For reference, we have the same problem and our ArgoCD instance is configured on our private repositories with credential template and a GitHub app according to https://argo-cd.readthedocs.io/en/stable/user-guide/private-repositories/#github-app-credential. (Using 2.1.3)

argocd repocreds list
URL PATTERN              USERNAME  SSH_CREDS  TLS_CREDS
https://github.com/org   -         false      false
tsunamishaun commented 2 years ago

I was hoping the new release v1.2.1/ #370 that fixed my similar issue #356 would have also fixed this (which I am now seeing clearly after upgrading).

My specific errors are around de-referencing the Application object attributes in the trigger (when and oncePer clause). I have no way to gracefully handle these as I do in the templates (setting default values in case they don't exist).
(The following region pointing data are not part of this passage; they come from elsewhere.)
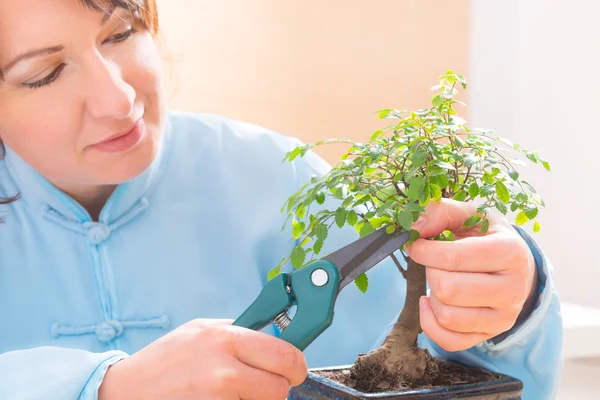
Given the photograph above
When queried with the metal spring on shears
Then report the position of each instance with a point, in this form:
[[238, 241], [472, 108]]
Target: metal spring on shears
[[282, 320]]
time="2021-12-15T22:01:28Z" level=error msg="failed to execute oncePer condition: cannot fetch images from <nil> (1:20)\n | app.status.summary.images\n | ...................^"
time="2021-12-15T22:01:28Z" level=error msg="failed to execute when condition: cannot fetch phase from <nil> (1:27)\n | app.status.operationState.phase in ['Error', 'Failed']\n | ..........................^"
time="2021-12-15T22:01:28Z" level=error msg="failed to execute oncePer condition: cannot fetch syncResult from <nil> (1:27)\n | app.status.operationState.syncResult.revision\n | ..........................^"

Any help appreciated.

agaudreault commented 2 years ago

After upgrading to v1.2.1 with argoCD v2.2.3, I am able to use .repo.GetCommitMetadata.

ichasco-heytrade commented 2 years ago

Hi, I am using in the slack templates:

...
{
              "title": "Author",
              "value": "{{(call .repo.GetCommitMetadata .app.status.sync.revision).Author}}",
              "short": true
            }
...

It works but it gives me the next error:

argocd-notifications-controller-769fb8f4fd-ptgql argocd-notifications-controller time="2022-03-08T09:30:24Z" level=error msg="Failed to notify recipient {slack releases-dev} defined in resource argocd/service1: template: app-deployed:23:17: executing \"app-deployed\" at <call .repo.GetCommitMetadata .app.status.sync.revision>: error calling call: rpc error: code = Unavailable desc = connection error: desc = \"transport: authentication handshake failed: tls: first record does not look like a TLS handshake\"" resource=argocd/service1

I think that is related with argocd-repo. But I don't want to disable here TLS because I have to disable it also in server and application-controller. Is there any other way to show the author of the commit?

I am using these versions:

argocd: 2.2.5 argo-notifications: 1.2.1

Thanks

muhammad-asn commented 2 years ago

Is there any update on this? It seems the issue is still open and nowhere to the solution?

mubarak-j commented 2 years ago

if this issue hasn’t been resolved in latest argo-cd v2.4.0, then i think this issue should be resubmitted upstream because notification code was merged with argo-cd repo. I doubt issues here are monitored or being worked on anymore.

sinkr commented 2 years ago

I'm unsure how to follow @mubarak-j 's advice above, so I'll throw on here that this is still occurring in v2.4.11+3d9e9f2.